Leidet man unter Körperdysmorphie hat man ein negatives Körperbild und ist davon überzeugt, dass der eigene Körper Fehler oder Makel aufweist. Dies führt zu wiederholten Handlungsweisen wie Vergleichen mit anderen, sogenanntes «Body Checking» (übermässiges sich im Spiegel inspizieren) oder übertriebenes Herrichten. In Wahrheit sind diese Fehler allerdings kaum oder gar nicht vorhanden. Die Diagnose erfolgt, wenn durch die Symtome Leidensdruck erfolgt oder Arbeits- respektive Privatleben beeinträchtigt sind.
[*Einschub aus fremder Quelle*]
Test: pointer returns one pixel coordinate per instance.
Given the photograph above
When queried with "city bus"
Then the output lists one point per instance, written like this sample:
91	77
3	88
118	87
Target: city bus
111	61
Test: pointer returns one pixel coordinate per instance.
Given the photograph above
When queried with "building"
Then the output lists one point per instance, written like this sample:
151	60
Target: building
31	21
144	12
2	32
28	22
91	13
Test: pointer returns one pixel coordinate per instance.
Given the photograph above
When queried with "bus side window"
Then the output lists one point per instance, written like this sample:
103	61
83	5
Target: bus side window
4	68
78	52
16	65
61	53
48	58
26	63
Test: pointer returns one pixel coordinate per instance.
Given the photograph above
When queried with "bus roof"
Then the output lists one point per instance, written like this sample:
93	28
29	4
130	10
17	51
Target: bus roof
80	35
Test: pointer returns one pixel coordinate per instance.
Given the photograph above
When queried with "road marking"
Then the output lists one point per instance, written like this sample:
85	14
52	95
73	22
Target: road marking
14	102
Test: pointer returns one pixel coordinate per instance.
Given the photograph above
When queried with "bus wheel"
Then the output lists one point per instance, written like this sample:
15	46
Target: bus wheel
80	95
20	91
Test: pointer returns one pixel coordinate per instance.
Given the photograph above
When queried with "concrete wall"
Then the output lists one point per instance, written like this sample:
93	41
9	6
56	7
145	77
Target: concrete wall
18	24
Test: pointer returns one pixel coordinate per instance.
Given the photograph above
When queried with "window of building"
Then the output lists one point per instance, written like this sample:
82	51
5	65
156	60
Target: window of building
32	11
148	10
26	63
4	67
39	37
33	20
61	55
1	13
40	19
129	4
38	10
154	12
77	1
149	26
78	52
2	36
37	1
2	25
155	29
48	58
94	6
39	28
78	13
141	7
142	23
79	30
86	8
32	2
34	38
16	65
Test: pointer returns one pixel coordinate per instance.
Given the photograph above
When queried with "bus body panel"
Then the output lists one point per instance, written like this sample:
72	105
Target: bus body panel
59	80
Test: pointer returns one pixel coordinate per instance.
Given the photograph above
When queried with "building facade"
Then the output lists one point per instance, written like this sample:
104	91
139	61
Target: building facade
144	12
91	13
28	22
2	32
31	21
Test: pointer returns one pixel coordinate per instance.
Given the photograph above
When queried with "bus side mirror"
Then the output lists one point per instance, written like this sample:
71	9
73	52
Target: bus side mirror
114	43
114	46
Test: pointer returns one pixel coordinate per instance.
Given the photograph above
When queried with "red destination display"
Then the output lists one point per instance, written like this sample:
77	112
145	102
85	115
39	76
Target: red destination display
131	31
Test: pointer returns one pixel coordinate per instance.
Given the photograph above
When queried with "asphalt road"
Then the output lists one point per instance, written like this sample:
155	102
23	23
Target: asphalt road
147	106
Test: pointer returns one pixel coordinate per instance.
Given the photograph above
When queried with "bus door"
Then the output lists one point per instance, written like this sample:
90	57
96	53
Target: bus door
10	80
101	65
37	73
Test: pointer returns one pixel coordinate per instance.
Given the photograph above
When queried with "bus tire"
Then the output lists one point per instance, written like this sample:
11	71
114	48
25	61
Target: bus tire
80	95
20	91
Da die körperdysmorphe Störung erst 2021 in die Internationale Klassifikation der Krankheiten (ICD-11) aufgenommen wurde, gibt es diesbezüglich keine offiziellen Zahlen des Bundesamt für Statistik (BFS). Insgesamt leiden aber laut BFS 3.5 Prozent der Schweizer Wohnbevölkerung im Verlauf ihres Lebens mal an einer Essstörung.
Die Suizidrate in der Schweiz sinkt stetig, laut BFS seit Jahrzehnten. Von 2019 bis 2021 reduzierte sich die Rate bei Männern gar um 4.8 Prozent. Während 2008 Suizid bei den 25–44-jährigen Männern noch die Haupttodesursache war, waren es 2021 Unfälle und Gewalteinwirkungen. Dennoch wurden (Stand 2021) zwei Drittel der Suizide von Männern begangen. Ein Hinweis auf Handlungsbedarf?
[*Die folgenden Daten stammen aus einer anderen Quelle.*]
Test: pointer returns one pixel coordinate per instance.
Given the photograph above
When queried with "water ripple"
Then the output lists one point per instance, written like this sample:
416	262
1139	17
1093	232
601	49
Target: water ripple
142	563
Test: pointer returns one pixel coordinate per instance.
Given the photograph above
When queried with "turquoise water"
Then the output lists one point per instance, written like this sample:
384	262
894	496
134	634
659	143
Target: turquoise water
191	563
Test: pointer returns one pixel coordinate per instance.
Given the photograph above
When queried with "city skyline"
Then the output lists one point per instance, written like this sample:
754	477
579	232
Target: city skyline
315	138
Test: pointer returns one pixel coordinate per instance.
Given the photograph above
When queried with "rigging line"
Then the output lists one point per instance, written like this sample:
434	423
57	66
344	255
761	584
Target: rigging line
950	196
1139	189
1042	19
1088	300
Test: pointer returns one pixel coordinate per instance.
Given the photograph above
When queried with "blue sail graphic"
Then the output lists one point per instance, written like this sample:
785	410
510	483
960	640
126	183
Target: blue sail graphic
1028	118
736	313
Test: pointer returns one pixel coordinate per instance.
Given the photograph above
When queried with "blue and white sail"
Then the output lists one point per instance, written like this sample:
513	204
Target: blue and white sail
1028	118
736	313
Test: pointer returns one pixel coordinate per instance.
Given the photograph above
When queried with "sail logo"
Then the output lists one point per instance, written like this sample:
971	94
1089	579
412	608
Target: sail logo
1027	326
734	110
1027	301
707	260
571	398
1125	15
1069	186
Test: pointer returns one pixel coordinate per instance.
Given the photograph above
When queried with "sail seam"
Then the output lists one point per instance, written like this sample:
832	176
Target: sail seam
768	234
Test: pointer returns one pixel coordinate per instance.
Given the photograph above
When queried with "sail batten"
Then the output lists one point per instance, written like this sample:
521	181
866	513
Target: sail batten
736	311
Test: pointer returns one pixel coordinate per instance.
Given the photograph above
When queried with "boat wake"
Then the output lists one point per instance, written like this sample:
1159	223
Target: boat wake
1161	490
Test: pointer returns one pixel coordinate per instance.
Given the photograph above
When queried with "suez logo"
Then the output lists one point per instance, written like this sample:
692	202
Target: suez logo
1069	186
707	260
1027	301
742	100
Dass die Stigmatisierung mentaler Krankheiten – nicht nur bei Männern – zum Suizid führen kann, ist kein Geheimnis. Das Phänomen ist weltweit verbreitet und führt dazu, dass sich Betroffene nicht die Hilfe holen, die sie benötigen. Ob beispielsweise Anti-Stigma-Kampagnen signifikante Veränderung erwirken können, ist allerdings umstritten. Ein Beispiel wäre Time To Change. Das Projekt kostete Grossbritannien und Schottland 20,5 Millionen Pfund – doch die allgemeine Verbesserung (in den Parametern Wissen, Einstellungen und Verhalten) zwischen 2007 und 2011 betrug «nur» 2,4 Prozent.
Ungerechtfertigte Kritik?
Die «Gymbro» Kultur nur zu kritisieren oder als Hauptverursacher Ess- oder körperdysmorpher Störungen darzustellen wäre allerdings zu kurz gegriffen. Pflegt man einen ausgewogenen Lebensstil sowie einen bewussten Umgang mit Sportangeboten, ist die Gefahr für negative Folgen gering. Problem scheint vor allem die Stigmatisierung mentaler Krankheiten zu sein – insbesondere bei Männern.
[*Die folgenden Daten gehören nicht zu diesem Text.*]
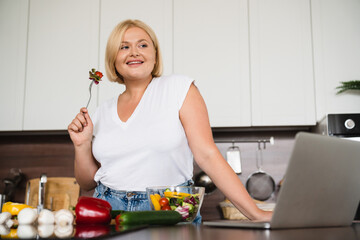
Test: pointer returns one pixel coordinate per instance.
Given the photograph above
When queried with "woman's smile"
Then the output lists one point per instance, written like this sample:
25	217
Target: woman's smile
136	56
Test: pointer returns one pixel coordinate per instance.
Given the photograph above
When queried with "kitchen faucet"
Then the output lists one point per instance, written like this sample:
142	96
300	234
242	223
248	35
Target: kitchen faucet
42	183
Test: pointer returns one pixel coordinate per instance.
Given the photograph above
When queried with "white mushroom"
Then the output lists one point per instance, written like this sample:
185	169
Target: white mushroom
64	217
45	230
9	223
27	216
4	217
26	231
4	230
46	217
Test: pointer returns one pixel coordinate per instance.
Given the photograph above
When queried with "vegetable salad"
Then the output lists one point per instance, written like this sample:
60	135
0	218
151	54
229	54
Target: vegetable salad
184	203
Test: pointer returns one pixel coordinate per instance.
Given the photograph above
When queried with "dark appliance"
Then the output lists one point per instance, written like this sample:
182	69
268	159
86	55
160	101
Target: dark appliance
342	125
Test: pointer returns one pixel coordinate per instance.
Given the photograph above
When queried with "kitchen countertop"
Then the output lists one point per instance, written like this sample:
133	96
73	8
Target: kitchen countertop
189	231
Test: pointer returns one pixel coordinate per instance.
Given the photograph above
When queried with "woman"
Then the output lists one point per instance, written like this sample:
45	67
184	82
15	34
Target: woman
150	134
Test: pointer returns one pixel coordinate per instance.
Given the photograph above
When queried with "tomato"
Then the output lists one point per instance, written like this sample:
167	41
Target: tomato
163	202
166	207
99	74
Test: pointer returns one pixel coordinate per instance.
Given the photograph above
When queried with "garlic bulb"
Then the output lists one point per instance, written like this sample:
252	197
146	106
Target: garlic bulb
46	230
5	219
64	217
27	216
46	217
64	231
26	231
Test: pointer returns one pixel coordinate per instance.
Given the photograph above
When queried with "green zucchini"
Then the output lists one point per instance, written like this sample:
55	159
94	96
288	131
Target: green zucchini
149	218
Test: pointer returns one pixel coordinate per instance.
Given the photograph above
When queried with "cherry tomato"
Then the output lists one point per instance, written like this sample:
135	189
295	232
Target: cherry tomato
166	208
99	74
163	202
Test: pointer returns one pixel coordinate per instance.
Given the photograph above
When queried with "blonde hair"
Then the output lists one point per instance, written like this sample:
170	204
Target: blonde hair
113	46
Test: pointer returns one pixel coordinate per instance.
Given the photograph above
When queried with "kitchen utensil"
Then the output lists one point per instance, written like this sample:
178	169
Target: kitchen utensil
260	185
233	158
203	180
90	86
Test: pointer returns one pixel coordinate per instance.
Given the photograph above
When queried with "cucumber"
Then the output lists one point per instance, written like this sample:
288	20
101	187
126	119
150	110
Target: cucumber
149	218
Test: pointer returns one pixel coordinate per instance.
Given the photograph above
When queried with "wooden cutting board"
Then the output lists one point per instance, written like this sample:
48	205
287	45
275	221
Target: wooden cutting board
60	193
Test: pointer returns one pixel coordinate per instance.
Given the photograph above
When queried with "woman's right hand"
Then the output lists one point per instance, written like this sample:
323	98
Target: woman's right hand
81	128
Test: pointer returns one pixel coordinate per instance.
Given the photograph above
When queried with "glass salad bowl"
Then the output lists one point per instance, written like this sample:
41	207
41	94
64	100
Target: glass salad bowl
186	200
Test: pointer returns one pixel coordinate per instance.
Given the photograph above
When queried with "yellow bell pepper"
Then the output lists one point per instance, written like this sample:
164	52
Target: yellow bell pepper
11	235
14	208
155	202
176	194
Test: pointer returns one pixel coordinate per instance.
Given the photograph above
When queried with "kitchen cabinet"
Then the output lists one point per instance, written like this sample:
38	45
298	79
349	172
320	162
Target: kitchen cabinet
256	63
282	83
336	27
253	65
156	13
63	43
211	46
13	28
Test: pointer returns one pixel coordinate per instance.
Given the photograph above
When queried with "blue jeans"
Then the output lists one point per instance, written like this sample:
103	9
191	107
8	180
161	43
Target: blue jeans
130	200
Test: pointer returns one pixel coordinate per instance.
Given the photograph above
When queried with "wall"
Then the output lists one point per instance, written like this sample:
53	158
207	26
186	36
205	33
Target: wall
53	153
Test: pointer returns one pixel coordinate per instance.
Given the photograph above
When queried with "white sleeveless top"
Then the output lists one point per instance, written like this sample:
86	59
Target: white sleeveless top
150	148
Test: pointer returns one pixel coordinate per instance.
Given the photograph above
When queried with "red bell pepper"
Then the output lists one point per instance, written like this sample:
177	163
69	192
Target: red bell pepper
91	231
90	210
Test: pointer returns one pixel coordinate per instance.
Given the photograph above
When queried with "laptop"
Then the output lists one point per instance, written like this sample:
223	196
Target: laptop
321	187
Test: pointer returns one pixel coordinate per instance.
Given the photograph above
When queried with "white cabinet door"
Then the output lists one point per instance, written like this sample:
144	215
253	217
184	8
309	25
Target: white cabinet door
62	47
211	46
156	13
336	26
13	36
282	84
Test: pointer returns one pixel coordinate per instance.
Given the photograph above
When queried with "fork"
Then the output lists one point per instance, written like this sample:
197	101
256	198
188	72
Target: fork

Zudem gibt es weitere Ursachen für Sportverletzungen und mentale Krankheiten. Besonders die inflationäre Verwendung von Influencer:innen als Vorlage für die eigene Workout-Routine kann gefährlich sein. Es müssen stets Anpassungen an den eigenen Körper und Lebensstil vorgenommen werden. Denn führt man Übungen nicht korrekt aus oder überlastet sich, können dauerhafte Schäden entstehen.
Für viele Gym-Begeisterte überwiegen die positiven Seiten. Wichtig ist, sich zu informieren und die potenziellen Gefahren nicht auf die leichte Schulter zu nehmen. Mithilfe achtsamer Nutzung der Angebote und Priorisierung der mentalen Gesundheit kann man eigentlich nichts falsch machen. Und nicht zuletzt damit, sich Hilfe zu holen, wenn man sie braucht – sei es in Form eines Personal Trainers oder einer Fachperson für Psychologie.